The booming tech industry in Tulsa means greater opportunities for residents but puts workers at risk. Sitting at a desk and looking at computer screens all day puts pressure on the back and neck.
Tulsa, OK -- (ReleaseWire) -- 02/26/2020 --Tulsa was recently named as one of the best cities for small businesses. According to a February 23, 2020 Fox 23 News report, a program drawing remote workers to the area is partly responsible. While tech jobs mean a brighter financial outlook for residents, they also the risk of back and neck pain.
Tech Workers at Increased Risk For Back and Neck Pain
Tulsa has transformed into a hub for IT businesses over the last decade and a new program is drawing even more companies and residents to the area. Tulsa Remote offers workers a $10,000 grant and other benefits for relocating here. The same day the city was named one of the best for small businesses, Tulsa World reported that Flipcause, a major software developer based in California, will be using our area as a hub.

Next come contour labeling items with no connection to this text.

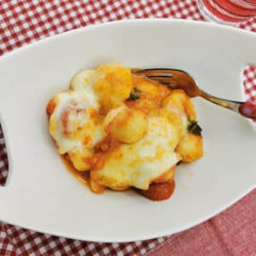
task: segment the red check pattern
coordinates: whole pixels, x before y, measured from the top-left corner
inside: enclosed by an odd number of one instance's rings
[[[90,24],[151,17],[203,20],[195,0],[1,1],[0,55]],[[256,32],[256,18],[239,26]],[[253,67],[245,69],[244,88],[247,97],[256,101],[256,69]],[[4,184],[7,175],[0,127],[0,184]],[[255,198],[256,190],[187,231],[130,243],[75,241],[0,223],[0,255],[256,255]]]

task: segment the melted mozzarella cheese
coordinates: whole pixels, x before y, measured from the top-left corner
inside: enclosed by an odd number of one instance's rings
[[[59,153],[70,153],[72,160],[79,161],[73,163],[75,167],[80,166],[79,170],[85,166],[81,163],[83,158],[91,156],[94,146],[104,137],[96,116],[100,106],[90,83],[93,73],[93,71],[78,73],[71,82],[72,90],[55,96],[56,106],[49,119],[49,131]]]
[[[129,186],[148,189],[151,181],[180,160],[174,152],[178,139],[177,129],[166,118],[149,117],[147,134],[137,143],[122,144],[110,154],[104,166],[91,171],[90,176],[114,189]]]

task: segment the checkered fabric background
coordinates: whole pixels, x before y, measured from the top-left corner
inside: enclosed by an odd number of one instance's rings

It will rely on Tulsa Remote to meet staffing needs.
While this is good news for the tech community, underlying issues on the job threaten the health of workers. "Poor desk posture and the impact of looking at a computer screen all day have put tech workers at risk for orthopedic issues," says Dr. Jason Sparks of Spine & Orthopedic Specialists Tulsa . "Chronic back and neck pain is an increasingly common problem."

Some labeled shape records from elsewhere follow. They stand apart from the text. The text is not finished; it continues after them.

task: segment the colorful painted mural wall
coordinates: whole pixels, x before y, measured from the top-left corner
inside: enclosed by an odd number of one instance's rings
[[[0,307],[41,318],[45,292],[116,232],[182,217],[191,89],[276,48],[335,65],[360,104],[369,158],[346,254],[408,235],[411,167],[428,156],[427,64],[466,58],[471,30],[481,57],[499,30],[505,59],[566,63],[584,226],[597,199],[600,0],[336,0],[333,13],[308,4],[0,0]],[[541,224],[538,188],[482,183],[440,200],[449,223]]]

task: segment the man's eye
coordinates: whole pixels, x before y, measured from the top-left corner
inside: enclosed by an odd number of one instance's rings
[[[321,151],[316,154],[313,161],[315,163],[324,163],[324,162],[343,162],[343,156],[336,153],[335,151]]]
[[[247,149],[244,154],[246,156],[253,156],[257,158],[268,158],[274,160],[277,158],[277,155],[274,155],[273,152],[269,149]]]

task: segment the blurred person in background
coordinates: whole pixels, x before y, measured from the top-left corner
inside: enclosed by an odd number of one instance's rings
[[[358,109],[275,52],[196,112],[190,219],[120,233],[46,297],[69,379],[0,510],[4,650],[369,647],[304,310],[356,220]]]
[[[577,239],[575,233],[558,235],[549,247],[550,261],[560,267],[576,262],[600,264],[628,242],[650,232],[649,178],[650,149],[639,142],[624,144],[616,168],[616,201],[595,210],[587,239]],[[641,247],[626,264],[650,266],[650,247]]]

Back and Neck Issues Among IT Workers
The National Institutes of Health (NIH) warns sitting and staring at a computer screen for long hours puts tech workers at higher risk for neck and shoulder issues. These can have major impacts on other areas of the spine. Among the most common problems include:
Posterior cervical dorsal syndrome, or 'computer back', which causes curving of the spine;
Cervical kyphosis, or 'tech neck', which causes the neck to be abnormally straight, losing its natural curve;
Lumbar strains and sprains, impacting muscles, joints, tendons, and ligaments;
Pressure on the vertebrae, resulting in bulging or herniated discs.
"For tech workers, workplace ergonomics play a major role in preventing back and neck pain," says Dr. Sparks. "If you are currently suffering pain or discomfort, seek medical care immediately. Delaying treatment could result in permanent disabilities."